Am trying & failing to fully understand how the following code works.
def format_image(image, label):
This simple function is defined as taking two arguments (and running it, shows that it receives tensorflow.python.framework.ops.Tensor
tensors).
But the following line seems to pass train_examples
, a tf.python.data.ops.dataset_ops.PrefetchDataset
to format_image()
(via the map()
function) like so:
train_batches = train_examples.shuffle(num_examples // 4).map(format_image).batch(BATCH_SIZE).prefetch(1)
When I do:
for element in train_examples.as_numpy_iterator():
print(type(element))
break
I get <class 'tuple'>
I (very) tentatively concluded that the map() line is passing a tuple of tensors to the function (somehow …wrapped inside a tf.data.Dataset … ?), and not as two separate tensors.
But if this is the case why does Python allow this?
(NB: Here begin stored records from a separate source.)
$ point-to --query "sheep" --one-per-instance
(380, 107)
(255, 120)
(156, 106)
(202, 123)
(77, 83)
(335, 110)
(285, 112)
The function is expecting two arguments, not a single tuple.
So, if I do (while commenting out the tf.image.resize()
line):
format_image('confused', 1)
I get (as expected) no errors.
But if I do:
my_tuple = ('confused', 1)
format_image(my_tuple)
I get (as expected):
TypeError: format_image() missing 1 required positional argument: 'label'
So, why does train_examples.map(format_image)
not also throw this TypeError ?
(Without being able to get such info from the documentation or even from print statements, I think these powerful libraries of Tensorflow are less accessible to newcomers, … I mean, beyond copy-pasting this stuff and seeing that it just works, without really knowing how, will probably cause problems somewhere down the line, imo).